Multiple Sclerosis Centers of Excellence
The Brighter Side of Life
Dawn Rittmeyer -- Winnebago, IL
I’ve had MS for over 34 years, experiencing my first MS exacerbation when I was 18 years old. My MS is unpredictable, but so is life. Some days are good, while other days are a little less good. Over the years, I’ve learned that I can’t control everything that happens in life, but I can control how I react to life’s unexpected changes and challenges. I can choose to find the good instead of focusing on the bad.
I was 20 years old when I joined the Army in April 1984. I was deployed to Frankfurt, Germany, which was West Germany at the time. I worked in transportation as a 64’ Charlie.

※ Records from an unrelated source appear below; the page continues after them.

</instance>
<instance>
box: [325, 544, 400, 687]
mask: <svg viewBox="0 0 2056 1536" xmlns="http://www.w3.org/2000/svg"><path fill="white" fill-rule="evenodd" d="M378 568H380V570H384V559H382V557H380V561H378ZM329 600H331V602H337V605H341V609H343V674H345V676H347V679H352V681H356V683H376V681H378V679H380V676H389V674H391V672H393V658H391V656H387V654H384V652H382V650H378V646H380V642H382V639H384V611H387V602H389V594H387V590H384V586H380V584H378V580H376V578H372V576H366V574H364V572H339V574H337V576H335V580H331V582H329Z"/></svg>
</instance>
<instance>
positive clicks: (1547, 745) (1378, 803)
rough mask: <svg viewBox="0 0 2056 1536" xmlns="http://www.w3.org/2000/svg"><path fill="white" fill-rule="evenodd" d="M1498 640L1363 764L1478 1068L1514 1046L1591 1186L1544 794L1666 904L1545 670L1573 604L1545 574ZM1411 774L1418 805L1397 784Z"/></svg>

In November 1985 I was seen by a neurologist at the University of Erlangen-Nüremberg, where I was diagnosed with MS. While no one wants to receive the bad news that they have a disease, I felt relief knowing what was causing me to feel so poorly. When my MS flared up, people thought I was acting out. The neurologist who examined me when I was 18 told my parents it was all in my head. Knowing that I had MS gave me some control in a situation where I felt I had none, and I soon learned there were ways to manage the disease.
In May 1987 I received an honorable, medical discharge from the Army. The discharge followed a debilitating exacerbation at my base in Fort Carson, CO where I became paralyzed from the neck down and my lungs started to shut down. I was paralyzed for almost 6 months. My doctor told me that I may never walk again. I spent several days lying in bed, wondering what the future would hold. I knew MS symptoms could come and go and one day I made the decision that I was not going to let MS dictate my life. I started physical therapy and found that with time and hard work, I was able to regain my mobility and even start running again. Building myself back up from something that knocked me so low showed me that I could tackle any challenge.
Following the Army, civilian life kept me on my toes. I soon met my life partner who happened to be a dairy farmer; we’ve had 24 wonderful years together. I work the farm full-time with my husband, tending to the animals and finding creative ways to increase milk production, expand the herd size, and improve the efficiency of the farm. Farming challenges me mentally as well as physically. I have to listen to my body and decide when to push through the MS, when to slow down, and when to rest. My husband supports my needs and we’ve found our hard work on the farm has strengthened our communication and support for each other. We work together, not against each other.
My husband and I have raised four beautiful children. Two of my children are autistic, and while that has its own set of challenges, I’ve found that I’m able to meet those challenges head on. I volunteer for a special needs class at my church, using what I’ve learned in taking care of my own children for other children with developmental disabilities. I’ve learned the value of patience and perseverance as I see my children meet life’s daily challenges. The perseverance I see in them helps me get through those days that seem a little tougher than others.
My life has had its fair share of challenges, but with those challenges I’ve found new opportunities and experiences. I’ve learned to make adjustments so that I can keep doing the things I love. I don’t compare myself to others and I never think that something I do is not good enough. I do my best and that’s all anybody can ask of me. When I wake up every morning I see all the wonderful people and things I have in my life and I’m not worried about what I don’t have. It’s all about perspective and I’ve decided to look at the brighter side of life.